Le sens

J’ai déjà noté quelque part, il y a pas mal de temps, comment pour moi « la musique d’ensemble (…) est la manifestation de notre façon de vivre ensemble, de créer du lien, d’établir et de conforter le sens – comme direction et signification. »

Il paraît évident de rappeler pourtant que si le mot « sens », c’est la direction [vers un but, une destination, un projet, …], si c’est aussi la signification [qui fonde notre pratique, dans la compréhension des autres et l’appréhension subtile de notre propre engagement], c’est encore [devrais-je dire, d’abord ?] la sensualité: la musique, la danse, l’expression artistique quelle qu’elle soit, ont un lien indéfectible avec le corps, en tant que présence active, jouissante, heureuse [ce qui n’exclut pas la douleur, la peur, le désespoir parfois].

Douloureuse

La mémoire, où que tu la touches, fait mal.

Georges Séféris, Pages de journal, 27 mars 1950

Au moment où, à nouveau, je me penche sur mon enfance, Séféris pointe juste.

J’avais noté, en tête de cet écrit qui peut-être ne verra jamais le jour, une ligne piochée dans la réserve quasi inépuisable du Marché de Résurgences de Jean Sur:  Et naturellement l’enfance. Non pas comme éponge à regrets. Comme magasin d’armement.

Je note, plus tard:

Je suis en plein complot avec l’ombre.

Francis Ponge

Se rencontrer

Se détacher de l’origine, apprivoiser et accueillir le vide de la séparation, permet le lien imaginaire avec un autre rencontrable.
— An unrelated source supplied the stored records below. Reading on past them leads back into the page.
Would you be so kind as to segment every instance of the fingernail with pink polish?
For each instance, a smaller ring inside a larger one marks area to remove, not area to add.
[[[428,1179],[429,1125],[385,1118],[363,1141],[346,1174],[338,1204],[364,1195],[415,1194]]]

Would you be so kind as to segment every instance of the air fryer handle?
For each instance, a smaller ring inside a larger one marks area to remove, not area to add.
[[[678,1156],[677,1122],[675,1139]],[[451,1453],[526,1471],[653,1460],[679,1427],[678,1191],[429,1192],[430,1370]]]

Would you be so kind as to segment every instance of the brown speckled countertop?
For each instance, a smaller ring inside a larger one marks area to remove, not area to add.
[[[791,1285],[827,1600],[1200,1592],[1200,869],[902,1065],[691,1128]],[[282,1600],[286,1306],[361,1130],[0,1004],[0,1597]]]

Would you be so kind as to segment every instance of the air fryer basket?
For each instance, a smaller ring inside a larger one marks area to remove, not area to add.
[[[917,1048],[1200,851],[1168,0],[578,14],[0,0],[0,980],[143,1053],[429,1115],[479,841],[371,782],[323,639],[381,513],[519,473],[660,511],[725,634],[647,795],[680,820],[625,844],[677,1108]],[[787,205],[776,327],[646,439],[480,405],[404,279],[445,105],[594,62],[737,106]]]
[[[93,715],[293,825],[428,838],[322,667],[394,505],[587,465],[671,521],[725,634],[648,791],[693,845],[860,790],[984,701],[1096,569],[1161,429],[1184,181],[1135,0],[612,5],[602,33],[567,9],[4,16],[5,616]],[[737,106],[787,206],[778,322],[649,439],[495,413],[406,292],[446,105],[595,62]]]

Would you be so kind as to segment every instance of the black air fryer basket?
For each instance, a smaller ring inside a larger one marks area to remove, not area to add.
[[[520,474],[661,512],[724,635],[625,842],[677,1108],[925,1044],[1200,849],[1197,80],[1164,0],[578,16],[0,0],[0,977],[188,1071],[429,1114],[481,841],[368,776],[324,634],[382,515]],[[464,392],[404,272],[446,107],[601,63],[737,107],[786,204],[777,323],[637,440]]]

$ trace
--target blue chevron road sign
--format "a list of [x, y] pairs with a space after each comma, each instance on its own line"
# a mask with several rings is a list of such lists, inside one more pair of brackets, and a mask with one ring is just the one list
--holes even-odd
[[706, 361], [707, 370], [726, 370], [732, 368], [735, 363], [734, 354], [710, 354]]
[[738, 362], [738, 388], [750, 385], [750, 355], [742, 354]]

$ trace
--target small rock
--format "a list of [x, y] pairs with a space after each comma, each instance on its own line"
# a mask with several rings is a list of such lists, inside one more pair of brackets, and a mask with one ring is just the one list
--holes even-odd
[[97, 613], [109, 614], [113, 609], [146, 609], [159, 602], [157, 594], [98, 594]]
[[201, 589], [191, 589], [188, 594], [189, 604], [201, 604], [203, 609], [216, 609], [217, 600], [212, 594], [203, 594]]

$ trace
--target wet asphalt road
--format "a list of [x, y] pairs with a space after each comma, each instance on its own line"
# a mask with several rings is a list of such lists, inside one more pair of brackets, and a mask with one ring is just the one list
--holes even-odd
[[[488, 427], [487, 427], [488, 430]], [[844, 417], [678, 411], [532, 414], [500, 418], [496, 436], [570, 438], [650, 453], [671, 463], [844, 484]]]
Celui qui reste fantasmatiquement fixé à l’origine, ne lâchant pas prise sur elle, ne peut accueillir ce qui arrive, être disponible, ouvert à l’inconnu en acceptant la part d’incertitude.

Elisabeth GODFRID, Des inventeurs pour une coexistence


On peut toujours se séparer. Le plus dur, c’est de se rencontrer.

Dans le très beau film Once we were stranger.


L’homme n’existe, ne se constitue, ne grandit, ne s’épanouit qu’à l’aide d’autres hommes. Le mystère de la relation dépasse de beaucoup le mystère de l’être.